Electronic Discovery and Computer Assisted Review Process: Background
Discovery is a pre-trial procedure in a legal investigation in which each party can obtain evidence from other parties according to the laws of civil procedure in the United States and other countries. The first step in a typical discovery is to identify data by the parties on both sides of a legal case. Then, potentially relevant documents are collected, extracted text and metadata, indexed, and made it available for expert reviewers, for example, contract attorneys. During this process, relatively easy data culling methods such as de-NIST-ing and de-duplication are performed to remove noise in the data. Expert reviewers then review documents (manually) for relevance to a production request and cluster them as relevant, non-relevant, or privileged. Finally, relevant documents are produced to opposing party, based on agreed upon terms and conditions.

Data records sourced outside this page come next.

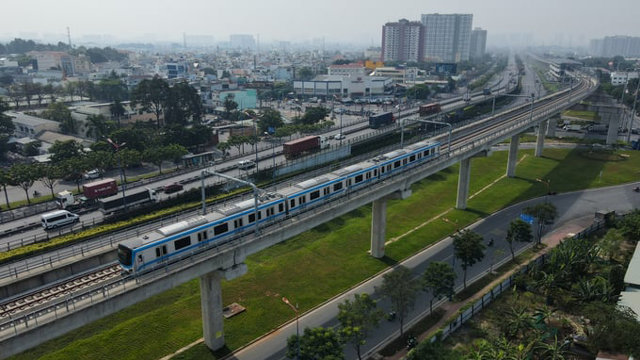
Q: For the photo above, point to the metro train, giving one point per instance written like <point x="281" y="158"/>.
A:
<point x="176" y="241"/>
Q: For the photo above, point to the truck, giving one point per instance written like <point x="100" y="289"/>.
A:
<point x="90" y="192"/>
<point x="380" y="120"/>
<point x="572" y="127"/>
<point x="601" y="128"/>
<point x="131" y="200"/>
<point x="298" y="147"/>
<point x="429" y="109"/>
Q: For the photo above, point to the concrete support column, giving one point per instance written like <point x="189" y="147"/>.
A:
<point x="378" y="227"/>
<point x="463" y="183"/>
<point x="542" y="128"/>
<point x="211" y="302"/>
<point x="513" y="156"/>
<point x="551" y="129"/>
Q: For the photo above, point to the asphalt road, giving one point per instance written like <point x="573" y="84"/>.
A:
<point x="573" y="208"/>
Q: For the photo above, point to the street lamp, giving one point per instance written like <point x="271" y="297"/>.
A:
<point x="116" y="148"/>
<point x="295" y="310"/>
<point x="255" y="194"/>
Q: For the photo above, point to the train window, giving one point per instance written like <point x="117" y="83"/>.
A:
<point x="182" y="243"/>
<point x="220" y="229"/>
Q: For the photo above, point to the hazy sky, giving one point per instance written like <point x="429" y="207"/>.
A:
<point x="299" y="20"/>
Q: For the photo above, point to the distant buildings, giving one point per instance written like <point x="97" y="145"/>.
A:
<point x="478" y="43"/>
<point x="402" y="41"/>
<point x="242" y="41"/>
<point x="627" y="46"/>
<point x="442" y="38"/>
<point x="447" y="37"/>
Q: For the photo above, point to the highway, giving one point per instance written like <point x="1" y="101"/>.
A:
<point x="354" y="128"/>
<point x="576" y="210"/>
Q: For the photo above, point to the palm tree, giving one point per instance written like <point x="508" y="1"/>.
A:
<point x="556" y="350"/>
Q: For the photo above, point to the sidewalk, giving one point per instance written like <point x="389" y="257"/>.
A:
<point x="451" y="308"/>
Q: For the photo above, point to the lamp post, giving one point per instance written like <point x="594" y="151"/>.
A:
<point x="295" y="310"/>
<point x="255" y="194"/>
<point x="116" y="148"/>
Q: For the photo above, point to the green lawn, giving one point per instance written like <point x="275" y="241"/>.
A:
<point x="325" y="261"/>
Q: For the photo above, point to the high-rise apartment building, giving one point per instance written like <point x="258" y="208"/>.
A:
<point x="478" y="43"/>
<point x="447" y="37"/>
<point x="402" y="41"/>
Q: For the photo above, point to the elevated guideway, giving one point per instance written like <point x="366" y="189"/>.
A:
<point x="227" y="260"/>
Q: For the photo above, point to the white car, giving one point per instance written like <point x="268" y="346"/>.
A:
<point x="92" y="174"/>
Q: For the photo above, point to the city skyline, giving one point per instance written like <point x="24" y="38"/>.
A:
<point x="359" y="22"/>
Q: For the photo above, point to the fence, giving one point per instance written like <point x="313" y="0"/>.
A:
<point x="487" y="298"/>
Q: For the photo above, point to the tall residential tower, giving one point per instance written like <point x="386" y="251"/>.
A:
<point x="447" y="37"/>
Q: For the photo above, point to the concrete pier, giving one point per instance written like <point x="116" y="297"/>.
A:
<point x="542" y="129"/>
<point x="463" y="184"/>
<point x="211" y="302"/>
<point x="513" y="155"/>
<point x="378" y="227"/>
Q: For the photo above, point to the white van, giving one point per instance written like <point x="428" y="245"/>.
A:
<point x="246" y="164"/>
<point x="58" y="218"/>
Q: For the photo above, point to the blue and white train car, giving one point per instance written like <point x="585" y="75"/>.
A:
<point x="179" y="240"/>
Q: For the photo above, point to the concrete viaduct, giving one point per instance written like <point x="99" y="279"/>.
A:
<point x="227" y="260"/>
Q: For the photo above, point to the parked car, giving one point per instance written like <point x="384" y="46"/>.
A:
<point x="92" y="174"/>
<point x="171" y="188"/>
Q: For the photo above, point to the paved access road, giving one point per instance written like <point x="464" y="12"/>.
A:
<point x="576" y="208"/>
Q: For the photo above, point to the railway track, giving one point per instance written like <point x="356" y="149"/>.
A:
<point x="32" y="300"/>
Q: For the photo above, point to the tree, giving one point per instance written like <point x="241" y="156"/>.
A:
<point x="229" y="104"/>
<point x="60" y="112"/>
<point x="439" y="280"/>
<point x="117" y="110"/>
<point x="64" y="150"/>
<point x="315" y="344"/>
<point x="152" y="96"/>
<point x="468" y="247"/>
<point x="49" y="174"/>
<point x="98" y="127"/>
<point x="545" y="213"/>
<point x="519" y="231"/>
<point x="357" y="318"/>
<point x="401" y="288"/>
<point x="23" y="176"/>
<point x="270" y="120"/>
<point x="609" y="245"/>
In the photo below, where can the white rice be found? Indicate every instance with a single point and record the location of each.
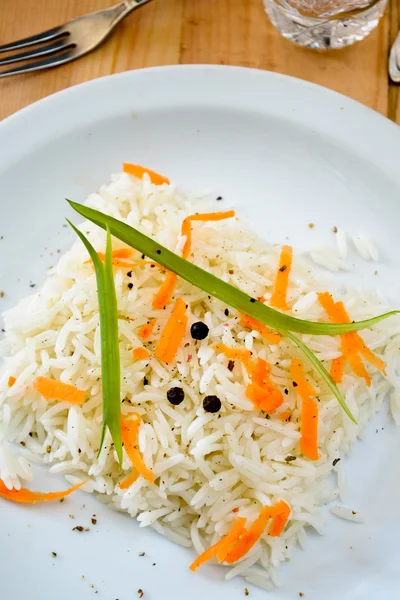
(347, 514)
(206, 466)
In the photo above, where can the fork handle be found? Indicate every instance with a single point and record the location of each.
(125, 8)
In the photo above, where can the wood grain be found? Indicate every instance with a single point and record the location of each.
(235, 32)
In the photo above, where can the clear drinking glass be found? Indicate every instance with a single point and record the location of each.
(324, 24)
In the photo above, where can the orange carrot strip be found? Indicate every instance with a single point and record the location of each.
(221, 548)
(337, 368)
(309, 412)
(25, 496)
(165, 292)
(273, 338)
(352, 343)
(251, 537)
(234, 353)
(228, 541)
(278, 298)
(126, 483)
(201, 560)
(51, 389)
(140, 354)
(280, 516)
(176, 339)
(138, 171)
(129, 432)
(285, 415)
(147, 329)
(266, 398)
(262, 392)
(331, 307)
(173, 333)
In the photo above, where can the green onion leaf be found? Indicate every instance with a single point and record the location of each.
(110, 360)
(230, 295)
(213, 285)
(319, 367)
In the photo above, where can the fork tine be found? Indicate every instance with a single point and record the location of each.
(40, 51)
(45, 36)
(52, 61)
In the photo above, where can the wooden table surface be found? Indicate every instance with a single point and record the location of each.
(166, 32)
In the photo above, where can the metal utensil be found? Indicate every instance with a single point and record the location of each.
(67, 42)
(394, 61)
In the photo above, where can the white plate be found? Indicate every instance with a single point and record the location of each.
(286, 153)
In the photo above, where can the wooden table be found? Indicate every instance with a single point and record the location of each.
(199, 31)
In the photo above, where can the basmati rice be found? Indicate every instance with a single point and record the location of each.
(209, 468)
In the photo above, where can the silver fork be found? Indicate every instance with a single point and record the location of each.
(67, 42)
(394, 61)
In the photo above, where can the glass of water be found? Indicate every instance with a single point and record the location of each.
(324, 24)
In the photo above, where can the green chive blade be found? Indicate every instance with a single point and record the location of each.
(110, 351)
(213, 285)
(319, 367)
(110, 361)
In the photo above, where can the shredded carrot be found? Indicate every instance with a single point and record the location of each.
(187, 229)
(267, 398)
(201, 560)
(25, 496)
(51, 389)
(138, 171)
(234, 353)
(262, 392)
(140, 354)
(146, 331)
(309, 412)
(273, 338)
(221, 549)
(337, 368)
(167, 289)
(239, 541)
(129, 432)
(126, 483)
(251, 537)
(285, 415)
(353, 346)
(165, 292)
(173, 333)
(280, 516)
(234, 535)
(279, 294)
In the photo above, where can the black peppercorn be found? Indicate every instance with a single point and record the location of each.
(212, 404)
(199, 331)
(175, 396)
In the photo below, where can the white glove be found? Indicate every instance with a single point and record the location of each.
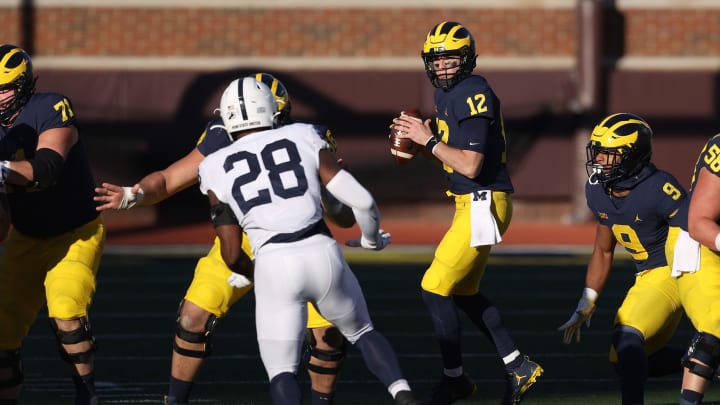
(237, 280)
(130, 199)
(583, 313)
(382, 241)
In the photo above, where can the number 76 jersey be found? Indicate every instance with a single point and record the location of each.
(270, 179)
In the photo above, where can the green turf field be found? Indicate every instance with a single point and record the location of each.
(134, 313)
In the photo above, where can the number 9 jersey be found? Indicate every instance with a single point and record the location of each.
(640, 220)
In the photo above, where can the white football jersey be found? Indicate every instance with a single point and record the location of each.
(270, 179)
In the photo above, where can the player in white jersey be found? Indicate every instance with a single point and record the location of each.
(268, 183)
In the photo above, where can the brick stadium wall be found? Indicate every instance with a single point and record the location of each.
(144, 77)
(681, 30)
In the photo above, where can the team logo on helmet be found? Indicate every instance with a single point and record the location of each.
(247, 104)
(449, 39)
(15, 74)
(281, 96)
(620, 146)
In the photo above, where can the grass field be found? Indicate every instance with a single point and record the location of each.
(134, 313)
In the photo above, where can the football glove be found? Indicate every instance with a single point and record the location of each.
(130, 199)
(382, 241)
(237, 280)
(582, 314)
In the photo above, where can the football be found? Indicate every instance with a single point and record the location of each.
(403, 149)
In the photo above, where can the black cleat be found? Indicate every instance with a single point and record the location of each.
(520, 380)
(168, 400)
(452, 389)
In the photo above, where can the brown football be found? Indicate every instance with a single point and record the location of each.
(403, 149)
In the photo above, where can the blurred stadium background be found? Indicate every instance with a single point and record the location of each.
(145, 75)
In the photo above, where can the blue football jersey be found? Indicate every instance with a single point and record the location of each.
(68, 203)
(473, 98)
(640, 220)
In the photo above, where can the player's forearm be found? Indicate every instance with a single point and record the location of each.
(705, 231)
(158, 186)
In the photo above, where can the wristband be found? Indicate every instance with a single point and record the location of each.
(590, 294)
(4, 173)
(431, 143)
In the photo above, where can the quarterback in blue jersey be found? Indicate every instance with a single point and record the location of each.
(636, 205)
(699, 279)
(209, 296)
(53, 252)
(469, 141)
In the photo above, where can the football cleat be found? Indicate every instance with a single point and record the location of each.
(451, 389)
(520, 380)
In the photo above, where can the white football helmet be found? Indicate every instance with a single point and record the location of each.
(247, 104)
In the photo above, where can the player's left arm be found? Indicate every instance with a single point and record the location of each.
(5, 219)
(335, 211)
(464, 161)
(704, 211)
(45, 167)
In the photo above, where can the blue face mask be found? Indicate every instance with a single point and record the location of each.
(632, 181)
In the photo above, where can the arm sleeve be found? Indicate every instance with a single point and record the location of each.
(351, 193)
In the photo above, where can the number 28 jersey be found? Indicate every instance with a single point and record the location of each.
(269, 179)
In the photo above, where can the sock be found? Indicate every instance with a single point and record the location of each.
(180, 390)
(632, 365)
(447, 328)
(689, 397)
(379, 357)
(284, 389)
(320, 398)
(486, 316)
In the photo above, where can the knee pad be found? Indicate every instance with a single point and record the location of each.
(81, 334)
(335, 340)
(204, 336)
(704, 348)
(12, 369)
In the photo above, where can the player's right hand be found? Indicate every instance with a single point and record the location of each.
(237, 280)
(582, 314)
(111, 196)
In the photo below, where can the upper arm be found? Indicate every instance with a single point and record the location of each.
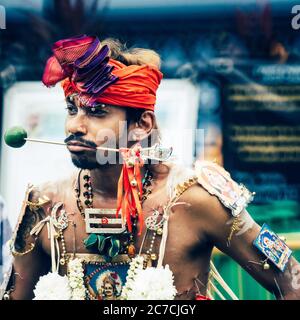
(30, 261)
(242, 250)
(233, 232)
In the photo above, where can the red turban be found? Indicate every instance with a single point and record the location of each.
(85, 68)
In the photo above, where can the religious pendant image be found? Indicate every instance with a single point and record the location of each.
(217, 181)
(273, 247)
(105, 282)
(104, 221)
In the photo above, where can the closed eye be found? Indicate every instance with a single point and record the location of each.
(96, 111)
(71, 109)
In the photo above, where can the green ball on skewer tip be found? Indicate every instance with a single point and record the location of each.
(15, 137)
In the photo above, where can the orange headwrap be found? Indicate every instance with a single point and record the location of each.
(136, 86)
(85, 68)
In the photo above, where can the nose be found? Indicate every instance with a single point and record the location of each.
(77, 124)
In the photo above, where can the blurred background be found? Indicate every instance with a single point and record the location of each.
(231, 69)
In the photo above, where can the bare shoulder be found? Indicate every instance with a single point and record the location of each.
(214, 194)
(54, 190)
(36, 206)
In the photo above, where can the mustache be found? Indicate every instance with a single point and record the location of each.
(73, 137)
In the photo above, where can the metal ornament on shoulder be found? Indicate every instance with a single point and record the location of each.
(217, 181)
(103, 221)
(157, 152)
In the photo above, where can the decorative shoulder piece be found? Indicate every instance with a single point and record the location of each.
(217, 181)
(33, 202)
(275, 249)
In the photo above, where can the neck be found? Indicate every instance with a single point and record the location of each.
(105, 180)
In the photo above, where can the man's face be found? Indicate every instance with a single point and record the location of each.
(108, 290)
(88, 127)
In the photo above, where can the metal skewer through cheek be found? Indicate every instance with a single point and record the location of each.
(98, 148)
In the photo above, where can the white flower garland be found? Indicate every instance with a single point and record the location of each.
(141, 284)
(52, 286)
(148, 284)
(76, 275)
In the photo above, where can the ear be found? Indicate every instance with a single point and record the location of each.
(142, 129)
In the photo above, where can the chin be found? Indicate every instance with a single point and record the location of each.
(84, 162)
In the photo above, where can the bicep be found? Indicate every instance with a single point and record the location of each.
(30, 260)
(237, 242)
(26, 272)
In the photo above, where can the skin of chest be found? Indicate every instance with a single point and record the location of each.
(187, 252)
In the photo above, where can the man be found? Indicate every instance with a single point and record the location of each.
(110, 212)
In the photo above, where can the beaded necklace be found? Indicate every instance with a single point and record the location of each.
(126, 246)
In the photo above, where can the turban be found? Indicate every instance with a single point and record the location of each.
(84, 67)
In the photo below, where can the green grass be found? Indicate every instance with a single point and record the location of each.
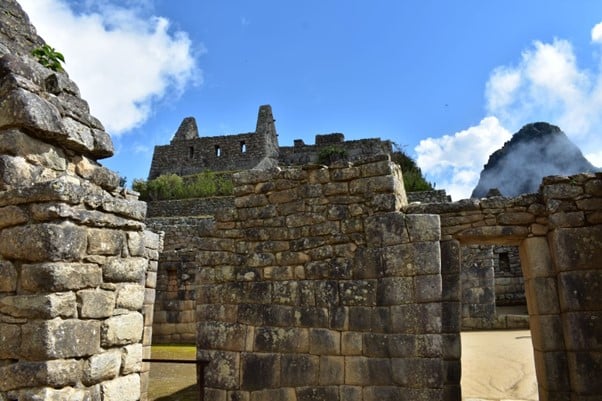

Electronic legal discovery (e-discovery) is the process of collecting, reviewing, and producing electronically stored information (ESI), i.e., documents either in native format (e.g., emails, attachments, social media messages, etc.) or after conversion into PDF or TIFF form, to determine its relevance to a request for production. ESI is fundamentally different from paper information because of its form, persistence, and additional information such as document metadata (that are not available for paper documents). ESI can play a critical role in identifying evidence. On the other hand, the explosion of ESI to be dealt with in any typical case makes manual review cumbersome and expensive. For example, see the study conducted at kCura. Moreover, expert (manual) reviewers aren’t fool-proof in the review process, see, e.g., Lewis (2011). Litigation costs are increasing and as a result, are removing the public dispute resolution process from the reach of an average citizen and medium-sized company. Thus, legal professionals have sought to employ Computer Assisted Review (CAR)–a.k.a. Technology Assisted Review (TAR), predictive coding–based on information retrieval and machine learning methods to reduce manual labor and increase accuracy.
In a typical CAR process, one trains a computer to classify documents based on relevancy to a legal case using a set of training documents labeled by expert reviewers. The job of the classification algorithm is to propagate the domain expert’s knowledge, i.e., using the training document labels, to the whole document collection via various indexing, relevance-ranking, and classification methods. Finally, the validation step that checks whether the system’s results are the results desired by the review team is performed via methods such as statistical sampling. For more discussion about the CAR process and e-discovery, the readers are recommended to see, the Computer Assisted Review Reference Model (CARRM).